Wednesday, March 20, 2013

The Trash Theory

“Does the world seem dirtier?” a fellow garden blogger asked. The Nitty Gritty Dirt Man was referring to the plastic bottles and candy wrappers that litter the roadsides, and are especially evident when the world is colored in beiges and browns. Yes. The world seems dirtier. It may indeed be dirtier. There is implied blame. People are inconsiderate. They are so uncaring, we think, as we shake our heads reprovingly at their garbage. It is never our garbage.

There are some universal truths at work here. First there is the nostalgia filter: When-I-was-Young-the-Roadsides-were-Always-Spotless. We are absolutely sure of this, fifty years (plus or minus a handful) later. If this were a group conversation I might break in right about now with another nostalgic tidbit about how, as children, we would collect bottles from the roadsides and wash them in the gas station bathroom and then redeem them for pennies apiece—a story that would be intended to show that the roadsides were indeed litter-free (thanks to us) but in fact testifies to the opposite. Without organized soccer leagues, we had time for such entrepreneurial exploits (unlike today’s children ... or is that my nostalgia filter talking?) but the fact remains that the sheer poundage of glass that we would sneak into the restroom made it worth our while to do so. Even at pennies apiece. The roadsides were, it seems, far from litter-free.

But in defense of people, at least when it comes to in-your-face littering, I offer a universal theory of change. I call it “The Trash Theory.” It could just as easily be named “The Kleenex Theory” or the “Band-Aid Theory,” and it has, in fact, a given name: “Punctuated equilibrium” was coined by paleontologist Stephen Jay Gould in 1972.

It goes like this:
Suburbia carries on, predictably and neatly, day-by-day, the sweet smell of grass clippings clinging to the Saturday morning air, roadsides green with garlic mustard and goldenrod. On Thursday evenings residents place their trashcans by the curb. 

And then it happens. 

A Thursday night storm blows limbs from trees … and upends just a small percentage of the curbed cans. Maybe yours is among them. By morning, Wegmans carryout containers and empty Pure Life Purified Water bottles are caught up in the tall stems of roadside goldenrod. Not along your property, but along those Adopt-A-Highway sections where organizations take on the feel-good job of cleaning up the trash of other people—inconsiderate type people—so the world can be a neater nicer place.
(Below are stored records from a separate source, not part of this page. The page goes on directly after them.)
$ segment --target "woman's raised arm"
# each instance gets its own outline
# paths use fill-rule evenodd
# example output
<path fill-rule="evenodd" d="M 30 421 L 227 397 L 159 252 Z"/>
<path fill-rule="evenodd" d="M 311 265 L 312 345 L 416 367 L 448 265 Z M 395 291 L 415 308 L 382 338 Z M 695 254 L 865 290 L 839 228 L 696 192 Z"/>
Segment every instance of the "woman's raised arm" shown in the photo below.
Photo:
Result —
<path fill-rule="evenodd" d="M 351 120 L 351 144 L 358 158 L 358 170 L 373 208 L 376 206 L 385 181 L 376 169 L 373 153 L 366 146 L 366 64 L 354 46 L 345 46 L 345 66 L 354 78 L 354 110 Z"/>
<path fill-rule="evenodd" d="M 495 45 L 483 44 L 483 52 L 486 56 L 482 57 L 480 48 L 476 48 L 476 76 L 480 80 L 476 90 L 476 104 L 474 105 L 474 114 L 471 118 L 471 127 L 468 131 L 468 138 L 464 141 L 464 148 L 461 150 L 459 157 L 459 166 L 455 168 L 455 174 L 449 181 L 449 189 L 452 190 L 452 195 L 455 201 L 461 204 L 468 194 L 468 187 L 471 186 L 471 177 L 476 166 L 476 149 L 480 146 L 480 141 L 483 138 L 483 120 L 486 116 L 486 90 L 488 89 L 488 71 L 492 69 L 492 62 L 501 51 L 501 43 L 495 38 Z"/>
The universality of this dynamic is undeniable. We putter along, happy for a time, until a ferocious wind, or rhinovirus, or hangnail, or social revolution causes a sudden upset in some previously stable system. Tectonic plates slip. Updrafts and downdrafts create a feedback loop. Before we know it the world is a different place. The Kleenex box that sat nearly untouched for months is empty.

In “The Beak of the Finch” Jonathan Weiner told the story of how a weather disaster can affect the birds’ food supply, and so the very physiology of finches can change in a single generation! His tale is a hard, compressed truth of nature that involves catastrophic loss of life in a species where a generational length is a fraction of ours. It is also a very scary universal reality.

“Does the world seem dirtier?” If this seems true, we might blame climate change and the more frequent gusts it is said to trigger. It’s much simpler, of course, to picture careless teens dropping empty cigarettes packs from car windows. We can do something about that—launch a public relations campaign, or post notices of stiff fines along the highways. We can call the public to action to fix the obvious mess. Predicting and preventing are a whole different matter.

But enough of dire predictions. 

Rhubarb tip, poised for exponential growth

Today, March 20th, is the vernal equinox! At 7:02 a.m. (here in the northeast U.S.) the sun crossed the celestial equator. We are on our way to a positive feedback loop, as plants are stimulated out of dormancy by extravagant sunlight. Before we know it the world will be a different place, lush, green, bounteous.

Hang onto your hat. The season begins.

Pay attention. Treasure the experience. Enjoy the ride.
The more we value and understand the nature of nature, the more we will be capable of comprehending the big picture. We need to understand the big picture.

I believe that there is a subtle magnetism in Nature, which, if we unconsciously yield to it, will direct us aright.” Henry David Thoreau.


  1. Pam, thanks for the mention -- and I do love your theory. My only worry is that as we become more disconnected from one another and from our communities, there is less care and concern for our environment. That may change, though, with the promise of spring -- when people begin thinking of their yards and nature covers up the litter with fifty shades of green. Happy spring!

    1. I know I will soon be out there examining my tulip buds and greeting my perennial foliage -- if it ever warms up! Even the hellebore are laying low.
      In my community, there is plenty of care (if you measure it by perfect edges) but concern for the environment is another matter. In fact, methods of care and environmental concern are sometimes in opposition.